Small Meteorite Crashes Through Doctor’s Office
Reports of a “mango-sized” meteorite crashing into a doctor’s office at more than 200 mph in Virginia surfaced this week.
The space rock smashed through the roof, an internal wall and an upper floor before shattering into several pieces on a concrete slab.
Dr. Marc Gullani told local TV station WUSA9 said that it literally felt like an explosion went off.
His colleague, Dr. Frank Ciampi, said it came from the roof, through the firewall, through the ceiling and hit the ground.
“It went through one wall partition and then passed through a particle board ceiling into the floor of an examination room,” said Linda Welzenbach, manager of the meteorite collection at the Smithsonian National Museum of Natural History.
“It’s not really big.

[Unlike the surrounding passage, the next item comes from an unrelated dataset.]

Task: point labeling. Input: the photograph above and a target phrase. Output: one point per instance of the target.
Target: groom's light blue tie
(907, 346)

It’s about the size of your fist,” she added.
A geologist who was married to the doctors’ receptionist said the pieces of interplanetary debris were subsequently identified as being extraterrestrial.
There were no injuries from the meteor strike.

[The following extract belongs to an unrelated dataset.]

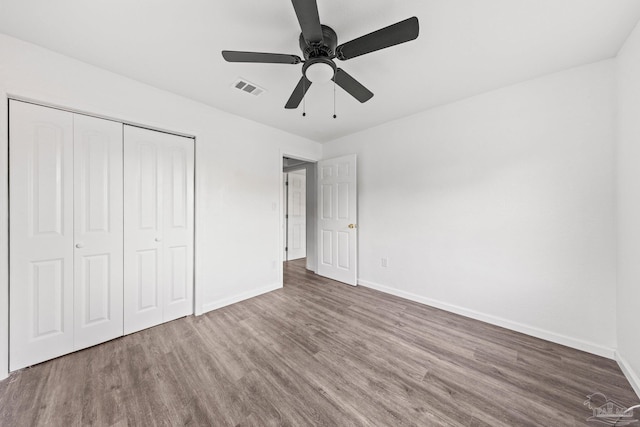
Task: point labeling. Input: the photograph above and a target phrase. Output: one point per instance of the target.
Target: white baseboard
(628, 372)
(498, 321)
(240, 297)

Experts from meteorite collection at the Smithsonian National Museum of Natural History described the meteorite’s arrival as “a special moment”.

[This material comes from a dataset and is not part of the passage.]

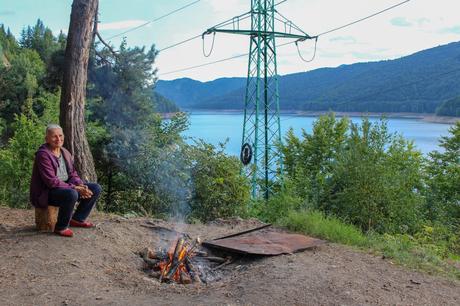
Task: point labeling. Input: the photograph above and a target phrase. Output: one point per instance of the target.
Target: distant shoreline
(420, 116)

“As I recall, this will be the fourth fall in Virginia,” said Welzenbach of the Smithsonian.
She described the rock parts as “pretty” and “very fresh”, and said it was a shame that it broke on impact.
Prior to the meteorite crashing into the doctor’s office, local residents apparently reported a “brilliant fireball” streaking through the sky. Welzenbach says the blazing passage of the rock through the Earth’s atmosphere had melted its exterior, giving it a “fusion crust”.
Experts say the meteorite is apparently a common-or-garden chondrite, formed out of floating space gumble in the early days of the solar system.
Most meteorites found on Earth are chondrites; no sensation is expected in spacegoing-rock aficionado circles.